Trois toiles monochromes d’un gris différent chacune, en trois formats différents sont accrochées sur un mur chacune et encadrées, d’une ligne de la même couleur a égale distance du bord du châssis.
Cette ligne grise d’une largeur de 4,5 cm fait écho à l’épaisseur identique du châssis. Cette nouvelle série, Outline Paintings, qu’on peut traduire par «Contours de peinture/peinture de contours», prolonge une approche rigoureuse de la peinture comme objet spatial, entamée depuis la fin des années 60.
Alan Charlton procède toujours par séries : Vertical Paintings, Horizontal Paintings, Paintings Divided Into Equal Parts, Paintings With A Number Of Parts Each Being A Different Grey : pour la plupart, des panneaux de différents formats et de teintes grises graduées disposés cote à cote.
Si l’iconographie de cette série joue à citer Malevich (on pense à cette fameuse photographie de l’exposition collective 0,10 de 1915 et son carré sur fond blanc) les dimensions des œuvres dilatent ce qui devenait chez le peintre russe une icône, close sur elle-même. Alan Charlton intègre ainsi l’espace de la galerie à l’oeuvre ou l’inverse, à la frontière entre surface et construction.
Sa peinture est travaillée de façon que peu d’éléments viennent en troubler la perception, et pour cela il s’est, depuis la fin des années 60, astreint au seul vocabulaire de la monochromie grise.
La stratégie d’Alan Charlton, c’est le gris. Il l’a choisi pour ne pas gêner la perception du grain de la toile. Ce n’est pas non plus une couleur, mais un réflecteur de lumière. Ces variations de gris neutralisent toute dimension spirituelle ou graphique propres au noir et blanc.
Le gris de Charlton est spatial, entre la lumière pure et l’architecture. Il y a chez lui quelque chose de la numérologie et de la croyance dans la magie des chiffres et du paramétrage du réel en données mesurables pour retourner le tout en mystère. On reste étonné devant l’effet que produisent la rigueur de ses choix, de ses mesures et de ses dosages.
Alan Charlton fait aussi partie de ces esthètes modernes qui sont des fétichistes de la coupe, de l’incision (le zip de Barnett Newman est remplacé par les écarts entre les panneaux) et de la fente.
Il nous fait focaliser, zoomer, sur le phénomènes du dénivelé, c’est-à -dire le passage d’une surface à une autre par un léger décrochage : une chute ou un rebond. Cette sensation, infime et ordinaire après tout, est mise sous une loupe par sa monumentalisation.

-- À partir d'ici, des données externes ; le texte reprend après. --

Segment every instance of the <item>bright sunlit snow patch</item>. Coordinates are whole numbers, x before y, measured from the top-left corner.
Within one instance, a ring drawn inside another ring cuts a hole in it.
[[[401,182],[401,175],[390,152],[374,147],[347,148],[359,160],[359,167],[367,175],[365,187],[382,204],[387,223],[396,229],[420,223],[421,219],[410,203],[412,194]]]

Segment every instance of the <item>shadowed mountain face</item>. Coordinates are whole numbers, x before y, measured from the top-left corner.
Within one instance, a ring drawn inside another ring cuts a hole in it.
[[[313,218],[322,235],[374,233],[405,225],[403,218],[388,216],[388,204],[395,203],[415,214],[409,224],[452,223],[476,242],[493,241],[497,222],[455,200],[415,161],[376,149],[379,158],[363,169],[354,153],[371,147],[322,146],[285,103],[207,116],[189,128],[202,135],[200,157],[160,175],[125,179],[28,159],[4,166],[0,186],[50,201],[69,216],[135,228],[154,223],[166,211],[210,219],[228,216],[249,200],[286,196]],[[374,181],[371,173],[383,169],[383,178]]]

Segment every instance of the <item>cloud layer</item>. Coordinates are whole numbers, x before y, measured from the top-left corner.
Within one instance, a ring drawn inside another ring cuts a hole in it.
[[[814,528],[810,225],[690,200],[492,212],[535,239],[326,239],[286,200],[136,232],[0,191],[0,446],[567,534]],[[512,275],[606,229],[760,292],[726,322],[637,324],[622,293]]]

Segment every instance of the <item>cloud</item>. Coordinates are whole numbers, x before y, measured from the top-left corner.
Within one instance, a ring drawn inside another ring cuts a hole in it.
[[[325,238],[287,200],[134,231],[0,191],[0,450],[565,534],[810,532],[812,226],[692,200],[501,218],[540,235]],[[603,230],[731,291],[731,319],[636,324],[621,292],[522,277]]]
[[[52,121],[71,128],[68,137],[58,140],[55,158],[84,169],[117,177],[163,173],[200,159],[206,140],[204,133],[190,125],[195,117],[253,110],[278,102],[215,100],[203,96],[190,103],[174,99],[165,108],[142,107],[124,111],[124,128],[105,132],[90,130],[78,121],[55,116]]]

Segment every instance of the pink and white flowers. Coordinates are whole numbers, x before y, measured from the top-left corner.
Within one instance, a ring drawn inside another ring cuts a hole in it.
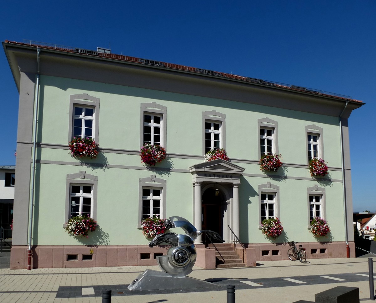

Mais Charlton est aussi un jouisseur du tracé et de la ligne qui est le fruit d’une stratégie de conduite de notre oeil afin de l’amener là où il le désire. La toile même devient un point d’une ligne. C’est un pixel, un élément minimal d’une langue ou d’un code esthétique. Comme un point insistant qui renonce à la courbe et excite la vue par le tranchant des coins à angle droits.
Désormais classique moderne, Alan Charlton est une figure emblématique du monochrome. Il a exposé en Allemagne, Suisse, Angleterre, aux Pays Bas, en Belgique. Il a participé à la Documenta 7 en 1982 et a été soutenu par les Durand-Dessert à Paris. Par ailleurs, des oeuvres de l’artiste ont intégré les collections du Frac de Bourgogne ainsi que celles de la Tate.
Alan Charlton
— 3 Parts Painting, 1996. Acrylique sur toile. 3 x (175,5 x 49,5 cm).
— Outline painting, 2007. Acrylique sur toile et mur. Toile: 54 x 54 cm. Total: 171 x 171 cm. Distance : 54 cm.
— Outline painting, 2007. Acrylique sur toile et mur. Toile: 54 x 216 cm. Total: 171 x 393 cm. Distance : 54 cm
— Outline painting, 2007. Acrylique sur toile et mur. Toile: 216 x 270 cm. Total: 333 x 381 cm. Distance : 54 cm.